The naive approach is requests.get(url).json() in a loop. The production approach handles every failure mode you will hit at 3 AM on a major game night:
import requests, time, logging
from typing import Optional
logger = logging.getLogger(__name__)
SESSION = requests.Session()
SESSION.headers.update({"User-Agent": "ZenHodl/1.0 (+https://zenhodl.net)"})
def fetch_espn(url: str, timeout: float = 8.0, retries: int = 3) -> Optional[dict]:
last_err = None
for attempt in range(retries):
try:
r = SESSION.get(url, timeout=timeout)
if r.status_code == 429:
# Respect Retry-After if present, else exponential backoff
wait = int(r.headers.get("Retry-After", 2 ** attempt))
logger.warning(f"ESPN 429, waiting {wait}s")
time.sleep(wait)
continue
r.raise_for_status()
return r.json()
except (requests.RequestException, ValueError) as e:
last_err = e
time.sleep(2 ** attempt)
logger.error(f"ESPN fetch failed after {retries}: {url} ({last_err})")
return None
Three things this pattern gets right that the naive version does not: it respects the Retry-After header on 429 responses, it does exponential backoff on transient errors, and it returns None on total failure rather than crashing the entire poll loop. Your bot keeps going on the games that succeeded.
The temptation in a single-sport API is to expose ESPN's response shape directly. The mistake becomes obvious at sport three: ESPN's schema for NBA has period, NHL has period, but soccer has clock.displayValue as "45'+3'" with no integer period at all.
The right design splits the response into common metadata and sport-specific state. Common: game_id, sport, home_team, away_team, start_time, as_of. Sport-specific state lives in a nested object whose schema is documented separately per sport.
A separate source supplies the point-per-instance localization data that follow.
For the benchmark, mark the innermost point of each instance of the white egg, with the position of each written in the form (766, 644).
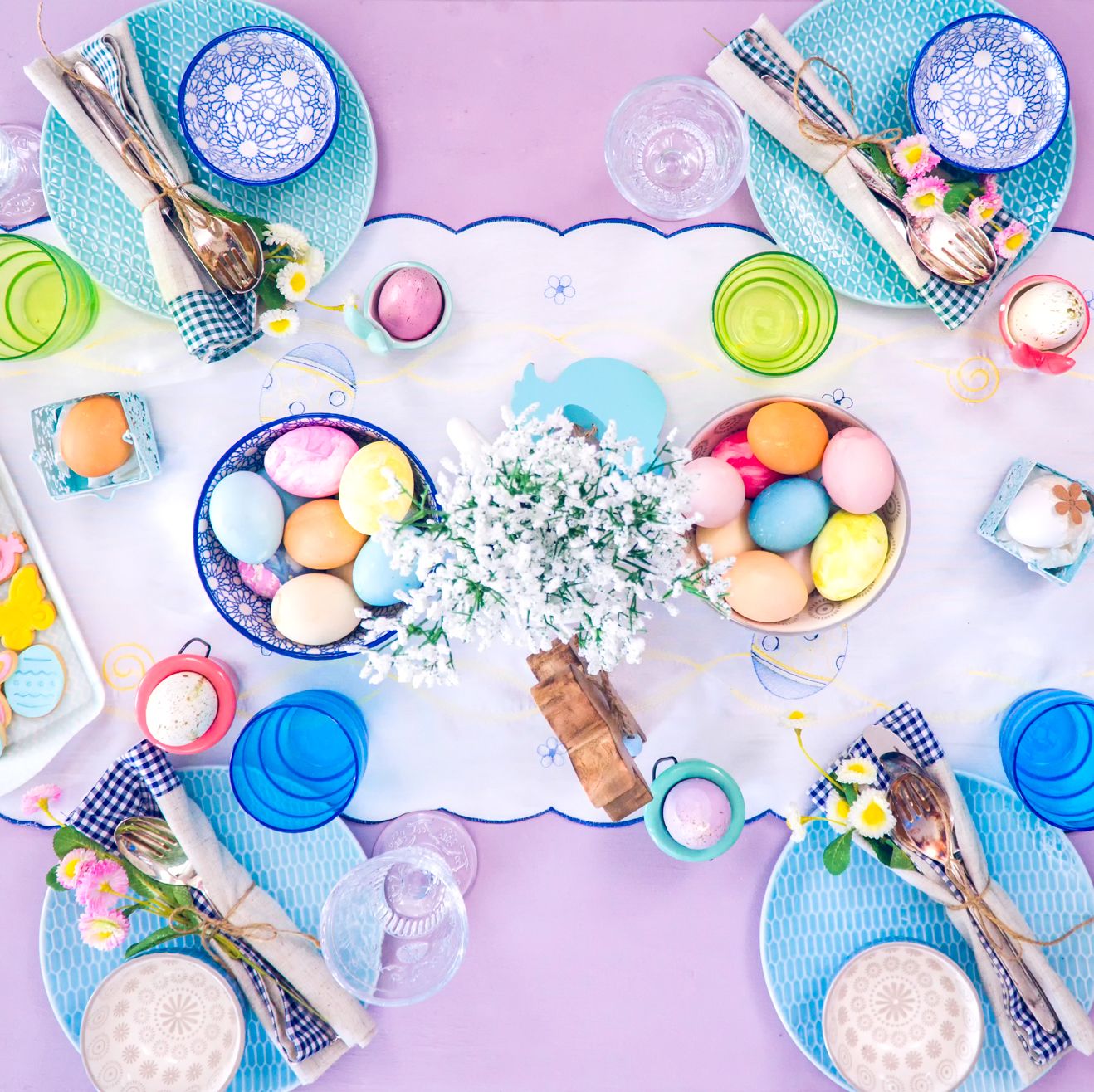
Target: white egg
(1046, 315)
(181, 709)
(1032, 519)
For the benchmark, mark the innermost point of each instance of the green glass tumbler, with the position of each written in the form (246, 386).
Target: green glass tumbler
(774, 313)
(47, 302)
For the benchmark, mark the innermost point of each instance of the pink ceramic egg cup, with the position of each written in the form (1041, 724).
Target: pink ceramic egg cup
(217, 673)
(1052, 361)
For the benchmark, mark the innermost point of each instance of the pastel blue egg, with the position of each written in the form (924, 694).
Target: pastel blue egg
(247, 515)
(35, 687)
(788, 514)
(374, 580)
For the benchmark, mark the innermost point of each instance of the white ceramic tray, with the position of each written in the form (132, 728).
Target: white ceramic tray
(33, 742)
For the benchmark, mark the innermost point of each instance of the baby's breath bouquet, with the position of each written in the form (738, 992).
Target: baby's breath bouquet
(542, 536)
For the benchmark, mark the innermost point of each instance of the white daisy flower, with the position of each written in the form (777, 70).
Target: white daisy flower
(857, 770)
(871, 814)
(279, 322)
(795, 823)
(837, 809)
(295, 281)
(285, 234)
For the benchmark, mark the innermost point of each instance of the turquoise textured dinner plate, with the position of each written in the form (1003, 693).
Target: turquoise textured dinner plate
(329, 202)
(877, 44)
(813, 923)
(299, 870)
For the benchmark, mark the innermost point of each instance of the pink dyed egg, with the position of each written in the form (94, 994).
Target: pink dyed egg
(410, 303)
(696, 813)
(857, 470)
(735, 451)
(718, 494)
(309, 462)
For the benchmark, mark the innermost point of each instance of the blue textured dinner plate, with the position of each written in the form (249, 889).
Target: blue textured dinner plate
(877, 45)
(813, 923)
(330, 202)
(299, 870)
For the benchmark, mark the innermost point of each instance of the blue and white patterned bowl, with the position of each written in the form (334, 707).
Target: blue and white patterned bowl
(219, 571)
(258, 105)
(989, 92)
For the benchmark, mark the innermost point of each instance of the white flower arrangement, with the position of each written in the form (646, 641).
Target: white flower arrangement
(542, 536)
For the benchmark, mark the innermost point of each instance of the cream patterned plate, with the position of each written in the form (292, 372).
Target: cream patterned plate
(905, 1017)
(160, 1021)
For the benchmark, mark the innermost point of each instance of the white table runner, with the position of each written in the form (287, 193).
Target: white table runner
(963, 629)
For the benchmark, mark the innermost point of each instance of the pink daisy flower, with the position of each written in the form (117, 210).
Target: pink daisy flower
(924, 196)
(1011, 239)
(40, 797)
(72, 865)
(912, 158)
(983, 210)
(100, 885)
(103, 931)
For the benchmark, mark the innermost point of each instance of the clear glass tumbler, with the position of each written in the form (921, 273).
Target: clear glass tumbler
(676, 147)
(394, 930)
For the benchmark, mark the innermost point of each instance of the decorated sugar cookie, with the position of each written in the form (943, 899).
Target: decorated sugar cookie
(25, 611)
(11, 546)
(37, 684)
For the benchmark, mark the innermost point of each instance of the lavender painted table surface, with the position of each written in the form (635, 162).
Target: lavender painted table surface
(596, 962)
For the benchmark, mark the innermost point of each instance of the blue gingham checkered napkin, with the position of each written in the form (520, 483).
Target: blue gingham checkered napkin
(129, 788)
(908, 724)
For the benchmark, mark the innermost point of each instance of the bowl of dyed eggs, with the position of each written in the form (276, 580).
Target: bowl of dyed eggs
(282, 532)
(823, 525)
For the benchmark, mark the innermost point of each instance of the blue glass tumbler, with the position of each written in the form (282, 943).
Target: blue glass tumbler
(1046, 741)
(296, 763)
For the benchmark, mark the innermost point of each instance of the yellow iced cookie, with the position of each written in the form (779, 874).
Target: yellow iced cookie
(25, 611)
(377, 484)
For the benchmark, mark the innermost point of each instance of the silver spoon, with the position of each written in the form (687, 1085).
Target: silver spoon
(925, 826)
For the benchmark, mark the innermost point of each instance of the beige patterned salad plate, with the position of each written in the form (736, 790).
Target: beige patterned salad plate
(903, 1017)
(162, 1022)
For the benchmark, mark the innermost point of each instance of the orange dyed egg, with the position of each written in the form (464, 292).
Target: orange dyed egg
(764, 587)
(91, 436)
(788, 436)
(317, 536)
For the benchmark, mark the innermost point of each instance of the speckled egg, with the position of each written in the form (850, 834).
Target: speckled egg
(315, 608)
(718, 494)
(729, 541)
(181, 708)
(788, 514)
(317, 536)
(247, 517)
(1046, 315)
(857, 471)
(764, 587)
(735, 451)
(90, 438)
(788, 436)
(309, 462)
(696, 813)
(848, 555)
(410, 303)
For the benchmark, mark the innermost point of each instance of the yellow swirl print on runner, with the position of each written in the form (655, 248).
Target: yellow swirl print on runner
(974, 380)
(125, 665)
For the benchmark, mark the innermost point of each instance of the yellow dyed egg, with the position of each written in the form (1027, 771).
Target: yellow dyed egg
(848, 555)
(377, 484)
(317, 536)
(764, 587)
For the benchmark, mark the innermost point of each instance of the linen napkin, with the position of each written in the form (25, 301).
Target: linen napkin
(144, 782)
(212, 324)
(763, 51)
(1031, 1048)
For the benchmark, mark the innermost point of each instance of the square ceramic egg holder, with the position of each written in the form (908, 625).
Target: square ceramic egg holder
(62, 483)
(993, 521)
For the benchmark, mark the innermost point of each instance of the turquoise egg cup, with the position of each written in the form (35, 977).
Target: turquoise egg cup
(681, 772)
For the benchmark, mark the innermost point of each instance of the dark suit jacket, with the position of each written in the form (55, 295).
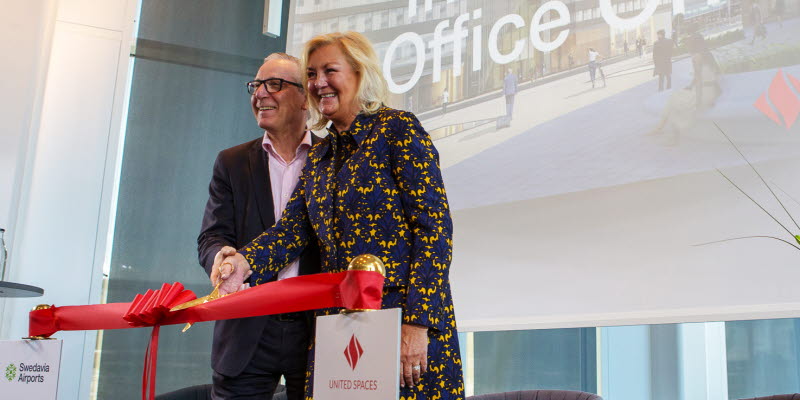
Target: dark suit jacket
(239, 208)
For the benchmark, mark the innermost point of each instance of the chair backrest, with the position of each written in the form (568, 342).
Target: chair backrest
(199, 392)
(539, 395)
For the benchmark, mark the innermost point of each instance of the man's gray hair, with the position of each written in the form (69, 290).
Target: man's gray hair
(293, 59)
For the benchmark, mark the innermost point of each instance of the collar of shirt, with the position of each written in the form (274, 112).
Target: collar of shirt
(305, 144)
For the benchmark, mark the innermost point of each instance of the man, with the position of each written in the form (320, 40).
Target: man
(662, 60)
(510, 90)
(250, 186)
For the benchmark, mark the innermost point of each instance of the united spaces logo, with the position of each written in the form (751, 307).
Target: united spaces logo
(11, 372)
(353, 352)
(779, 102)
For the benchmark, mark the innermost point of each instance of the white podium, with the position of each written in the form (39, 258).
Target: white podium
(30, 369)
(357, 356)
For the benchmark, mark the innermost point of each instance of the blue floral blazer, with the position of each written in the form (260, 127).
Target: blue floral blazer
(390, 202)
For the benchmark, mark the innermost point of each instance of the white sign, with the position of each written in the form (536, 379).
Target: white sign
(357, 356)
(30, 368)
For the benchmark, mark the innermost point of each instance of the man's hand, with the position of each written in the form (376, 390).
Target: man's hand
(413, 353)
(223, 253)
(231, 269)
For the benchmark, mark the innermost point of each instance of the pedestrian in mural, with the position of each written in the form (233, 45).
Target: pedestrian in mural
(595, 65)
(445, 100)
(759, 29)
(510, 90)
(780, 7)
(684, 106)
(662, 60)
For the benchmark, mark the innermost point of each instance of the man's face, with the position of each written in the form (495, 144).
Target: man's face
(284, 108)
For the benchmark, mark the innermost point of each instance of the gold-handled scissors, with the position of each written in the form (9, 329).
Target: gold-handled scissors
(196, 302)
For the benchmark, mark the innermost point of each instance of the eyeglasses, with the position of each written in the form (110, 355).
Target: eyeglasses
(273, 85)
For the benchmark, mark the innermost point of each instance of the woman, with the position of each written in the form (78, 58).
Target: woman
(372, 186)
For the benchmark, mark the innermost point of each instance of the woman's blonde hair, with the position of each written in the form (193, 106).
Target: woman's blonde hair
(373, 91)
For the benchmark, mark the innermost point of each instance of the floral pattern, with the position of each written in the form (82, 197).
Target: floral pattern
(377, 189)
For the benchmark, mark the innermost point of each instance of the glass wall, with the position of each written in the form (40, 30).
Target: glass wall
(691, 361)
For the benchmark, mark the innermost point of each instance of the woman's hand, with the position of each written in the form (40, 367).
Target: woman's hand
(232, 269)
(413, 353)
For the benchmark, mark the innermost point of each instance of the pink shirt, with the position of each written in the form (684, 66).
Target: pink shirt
(283, 177)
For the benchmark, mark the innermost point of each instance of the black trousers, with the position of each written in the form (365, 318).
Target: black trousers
(282, 351)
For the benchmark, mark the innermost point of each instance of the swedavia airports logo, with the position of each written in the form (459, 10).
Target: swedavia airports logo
(11, 372)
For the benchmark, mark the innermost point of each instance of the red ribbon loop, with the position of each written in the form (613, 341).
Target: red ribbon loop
(356, 290)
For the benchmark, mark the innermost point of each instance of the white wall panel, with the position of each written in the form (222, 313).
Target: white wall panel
(105, 14)
(61, 208)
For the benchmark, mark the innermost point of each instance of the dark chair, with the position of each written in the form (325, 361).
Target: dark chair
(198, 392)
(539, 395)
(203, 392)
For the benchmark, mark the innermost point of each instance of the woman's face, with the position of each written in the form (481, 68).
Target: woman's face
(333, 84)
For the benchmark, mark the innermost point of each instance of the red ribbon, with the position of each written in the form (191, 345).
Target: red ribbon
(351, 289)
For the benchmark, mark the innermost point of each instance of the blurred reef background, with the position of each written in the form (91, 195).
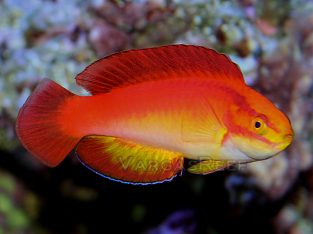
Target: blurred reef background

Outcomes live in a list of named-probability objects (binary for most sports, three-way for soccer).
{
"sport": "NBA",
"game_id": "401705412",
"home_team": "LAL",
"away_team": "BOS",
"start_time": "2026-05-11T02:30:00Z",
"as_of": "2026-05-11T03:14:33Z",
"outcomes": [
{"name": "home", "prob": 0.617, "prob_calibrated": 0.604},
{"name": "away", "prob": 0.383, "prob_calibrated": 0.396}
],
"state": {
"quarter": 3,
"score_home": 67,
"score_away": 71,
"time_remaining_sec": 442
}
}
This shape stays the same across sports. The state object varies. A consumer that only cares about probabilities reads the outcomes array. A consumer that wants to render the live game reads state based on the sport.
For most sports, an XGBoost classifier with isotonic calibration on top is the right starting point. XGBoost handles the feature interactions; isotonic regression rescales the probabilities to be calibrated against observed outcomes.
from xgboost import XGBClassifier
from sklearn.isotonic import IsotonicRegression
import numpy as np
# Train base model
clf = XGBClassifier(
n_estimators=400,
max_depth=5,
learning_rate=0.05,
objective="binary:logistic",
)
clf.fit(X_train, y_train)
# Fit isotonic calibrator on a held-out set
raw_probs = clf.predict_proba(X_calib)[:, 1]
iso = IsotonicRegression(out_of_bounds="clip")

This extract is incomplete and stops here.